The rapper said that because he felt convicted about the shooting, he tried explaining himself to fans using theological terms, but he still lost significant support as a result of his stance.
“I think it was 2015. I had a show in Philly, 3,500 people showed up. … In 2016, after speaking out on things, 350 people showed up to my show in Philly a year later. That's what it cost me,” he said.
Petty described the book as moving through four phases: “confession, lamentations, resistance and persistence.”
“Confession asks us to tell the truth about what we carry. Lamentations gives us permission to grieve what we lost. ... Resistance reminds us that choosing wholeness in a world that profits from our brokenness is an act of defiance, and then finally, persistence speaks to the meaning, speaks to what it means to keep going and to believe in freedom even when the process is slow and [un]clear,” he said.
Moore, who is originally from Texas but now lives in Atlanta, Georgia, shared his experience growing up in a “place and space where I was not accepted all the time.”
“I found myself afraid of losing acceptance, but freedom is understanding you[‘re] already accepted and then moving from there,” he said.
Right now, Moore says he is at a point in his life where he's no longer “worried about pleasing the people in the room” but about protecting people in the margins that he needs to protect.
“Books like this had to be created not to please everybody, but to protect the people that needed to be protected. To serve the people [who] needed to be served. Now that's my thought process as I move forward,” he said.

Stevens explained how working on the book with Moore was “healing” for her.
“I think that contributing to this book was healing for me.

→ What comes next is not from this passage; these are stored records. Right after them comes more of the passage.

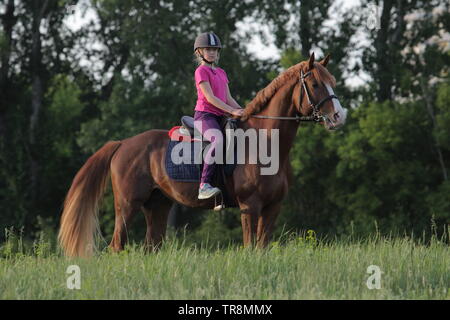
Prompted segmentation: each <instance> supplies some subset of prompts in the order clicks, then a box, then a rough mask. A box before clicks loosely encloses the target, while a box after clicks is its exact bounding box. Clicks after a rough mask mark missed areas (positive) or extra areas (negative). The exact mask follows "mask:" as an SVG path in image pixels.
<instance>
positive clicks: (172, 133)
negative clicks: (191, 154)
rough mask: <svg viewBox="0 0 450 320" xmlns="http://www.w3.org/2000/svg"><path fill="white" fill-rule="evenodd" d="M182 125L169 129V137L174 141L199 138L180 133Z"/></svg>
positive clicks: (191, 140) (168, 133)
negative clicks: (180, 125) (181, 126)
mask: <svg viewBox="0 0 450 320" xmlns="http://www.w3.org/2000/svg"><path fill="white" fill-rule="evenodd" d="M180 128H181V126H175V127H173V128H172V129H170V130H169V133H168V134H169V137H170V140H172V141H184V142H193V141H198V140H197V139H194V138H193V137H191V136H190V135H184V134H182V133H180Z"/></svg>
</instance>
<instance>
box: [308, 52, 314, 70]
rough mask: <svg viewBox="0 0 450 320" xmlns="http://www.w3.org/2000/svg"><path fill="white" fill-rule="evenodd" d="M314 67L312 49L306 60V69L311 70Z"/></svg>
mask: <svg viewBox="0 0 450 320" xmlns="http://www.w3.org/2000/svg"><path fill="white" fill-rule="evenodd" d="M312 68H314V51H313V52H312V53H311V56H310V57H309V61H308V70H312Z"/></svg>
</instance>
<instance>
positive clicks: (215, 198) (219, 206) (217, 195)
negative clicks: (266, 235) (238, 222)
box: [214, 192, 225, 211]
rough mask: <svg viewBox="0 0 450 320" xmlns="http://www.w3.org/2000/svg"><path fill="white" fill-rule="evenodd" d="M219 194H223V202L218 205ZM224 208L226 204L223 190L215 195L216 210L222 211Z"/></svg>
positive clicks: (214, 202)
mask: <svg viewBox="0 0 450 320" xmlns="http://www.w3.org/2000/svg"><path fill="white" fill-rule="evenodd" d="M219 194H220V195H221V196H222V202H221V203H220V204H219V205H218V204H217V196H218V195H219ZM223 209H225V204H224V203H223V195H222V192H221V193H218V194H216V195H215V196H214V211H222V210H223Z"/></svg>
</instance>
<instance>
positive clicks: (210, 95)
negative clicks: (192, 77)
mask: <svg viewBox="0 0 450 320" xmlns="http://www.w3.org/2000/svg"><path fill="white" fill-rule="evenodd" d="M199 86H200V89H202V92H203V95H204V96H205V98H206V100H208V102H209V103H211V104H212V105H213V106H215V107H217V108H219V109H221V110H223V111H225V112H228V113H233V111H234V110H235V108H233V107H231V106H229V105H228V104H226V103H225V102H223V101H222V100H220V99H219V98H217V97H216V96H215V95H214V93H213V92H212V89H211V85H210V84H209V82H208V81H202V82H200V84H199Z"/></svg>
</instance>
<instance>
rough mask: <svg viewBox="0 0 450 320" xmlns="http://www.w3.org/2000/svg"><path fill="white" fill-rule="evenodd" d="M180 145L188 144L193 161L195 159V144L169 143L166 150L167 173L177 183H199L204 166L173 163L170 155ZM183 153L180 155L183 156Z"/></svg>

Seminary was challenging for me because of the specific seminary that I went to did not affirm the holiness of black women … so that affirmation had to come from somewhere [else] if I was to keep going,” she explained.
She said that because she was the first person in her family to do a number of things, like going to college, she has focused on diffusing landmines to help others like her who are following in her footsteps.
“I want my words to be a refuge. And so, yes, I am purposeful in my writing, and at one point, I was not given room to be specific. So a poem like the one I read would be unacceptable, because 'all lives matter.' And indeed they do,” said Stevens, who explained that she is committed to truth-telling and living life unmasked.
“My passion is to go to the margins. I live in the margins. I'm well-acquainted with it. And so there was a joy to contribute to this book,” she added. “… because if I'm a good sister in Christ, I need everybody to know that we are all made in the image of God.”
While all the speakers shared nuanced interpretations about what it means to be free, Thomason centered his understanding of freedom more explicitly on the life of Christ.
“What I realized from Jesus is, He was the most free being, man, prophet, God, Savior — not because He was high class, upwardly mobile and advanced. He was able to have an inner shalom despite the results and the pressures that came His way,” he asserted.
“And nobody actually likes a free man or a free woman, especially a free black man or a free black woman, because you cannot threaten them with results. When I learned that that is true freedom, it actually makes me an unstoppable force. Jesus' Words say, do not fear the person who could destroy the body, but fear the person who could destroy the body and the soul in Hell.”